Exhibition
- Founded: 2024; 2 years ago
- Editions: 2 (2025)
- Location: Riyadh Saudi Arabia
- Venue: anb arena
- Surface: Hard (indoor)
- Prize money: US$13,500,000
- Website: Six Kings Slam

Current champions (2025)
- Singles: Jannik Sinner

= Six Kings Slam =

Annual exhibition tennis tournament in Saudi Arabia

The Six Kings Slam is a tennis exhibition tournament held in Riyadh, Saudi Arabia, during the Riyadh Season. The tournament is held over four days, with the third day being a rest day in order to follow an ATP rule that players cannot compete on three consecutive days in an exhibition.

==History==
Since this is not an ATP-sanctioned event, players do not earn any ranking points and the match results do not count towards official head-to-head tallies. Each of the six participants is guaranteed a participation fee with the winner receiving a larger payout.

The event is held in an 8,000 seat stadium purpose-built for the tournament originally named the Venue, later named anb arena [sic].

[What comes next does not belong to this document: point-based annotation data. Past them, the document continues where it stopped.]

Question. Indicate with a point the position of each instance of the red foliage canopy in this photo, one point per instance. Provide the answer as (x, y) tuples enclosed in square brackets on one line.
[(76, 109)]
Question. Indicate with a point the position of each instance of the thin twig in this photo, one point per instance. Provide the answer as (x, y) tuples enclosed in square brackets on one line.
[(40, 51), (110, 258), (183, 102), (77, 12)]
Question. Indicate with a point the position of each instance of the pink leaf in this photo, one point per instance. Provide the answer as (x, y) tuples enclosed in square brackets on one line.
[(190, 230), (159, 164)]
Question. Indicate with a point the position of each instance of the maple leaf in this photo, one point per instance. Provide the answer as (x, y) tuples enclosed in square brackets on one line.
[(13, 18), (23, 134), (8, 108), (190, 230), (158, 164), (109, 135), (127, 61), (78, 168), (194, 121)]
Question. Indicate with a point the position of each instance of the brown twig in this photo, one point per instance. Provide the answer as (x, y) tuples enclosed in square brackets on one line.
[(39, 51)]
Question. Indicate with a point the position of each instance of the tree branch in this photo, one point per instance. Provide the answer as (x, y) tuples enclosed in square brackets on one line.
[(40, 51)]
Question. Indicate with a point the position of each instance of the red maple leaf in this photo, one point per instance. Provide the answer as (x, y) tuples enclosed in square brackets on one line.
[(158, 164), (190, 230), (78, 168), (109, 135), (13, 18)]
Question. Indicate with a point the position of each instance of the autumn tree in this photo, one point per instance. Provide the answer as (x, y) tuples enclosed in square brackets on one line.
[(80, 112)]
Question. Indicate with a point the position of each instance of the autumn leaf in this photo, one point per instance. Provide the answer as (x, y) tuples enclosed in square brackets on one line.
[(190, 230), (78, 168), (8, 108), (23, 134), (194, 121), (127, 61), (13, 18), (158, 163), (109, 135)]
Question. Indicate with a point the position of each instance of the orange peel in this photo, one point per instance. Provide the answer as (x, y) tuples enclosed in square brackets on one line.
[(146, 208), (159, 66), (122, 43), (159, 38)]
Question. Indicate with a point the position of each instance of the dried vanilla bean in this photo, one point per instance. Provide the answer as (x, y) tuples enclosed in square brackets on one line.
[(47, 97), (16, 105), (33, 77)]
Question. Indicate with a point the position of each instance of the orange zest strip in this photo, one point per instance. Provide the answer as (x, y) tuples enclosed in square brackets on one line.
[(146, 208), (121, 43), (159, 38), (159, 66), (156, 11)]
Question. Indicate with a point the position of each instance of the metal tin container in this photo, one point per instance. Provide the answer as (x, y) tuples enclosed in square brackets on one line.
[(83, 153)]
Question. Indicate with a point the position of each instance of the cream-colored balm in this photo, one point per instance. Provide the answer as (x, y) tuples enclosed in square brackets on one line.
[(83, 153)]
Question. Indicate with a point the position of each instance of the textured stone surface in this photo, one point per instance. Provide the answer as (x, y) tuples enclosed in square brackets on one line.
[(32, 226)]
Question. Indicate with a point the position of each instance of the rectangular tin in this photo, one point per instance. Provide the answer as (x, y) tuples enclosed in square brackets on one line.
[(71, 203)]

Jannik Sinner won the inaugural tournament by defeating Carlos Alcaraz in the final and claimed the biggest prize check in tennis history, surpassing Novak Djokovic's prize of $4,740,300 at the 2022 ATP Finals. Novak Djokovic defeated Rafael Nadal for the third-place trophy.

== Results==

| Year | Champion | Runner-up | Score |
|---|---|---|---|
| 2024 | ITA Jannik Sinner | ESP Carlos Alcaraz | 6–7^{(5–7)}, 6–3, 6–3 |
| 2025 | ITA Jannik Sinner (2) | ESP Carlos Alcaraz | 6–2, 6–4 |

== Broadcasting ==
For its first year, DAZN acquired the global rights to broadcast 6 Kings Slam, with T2 airing the matches in the US. For its second year, Netflix acquired the rights.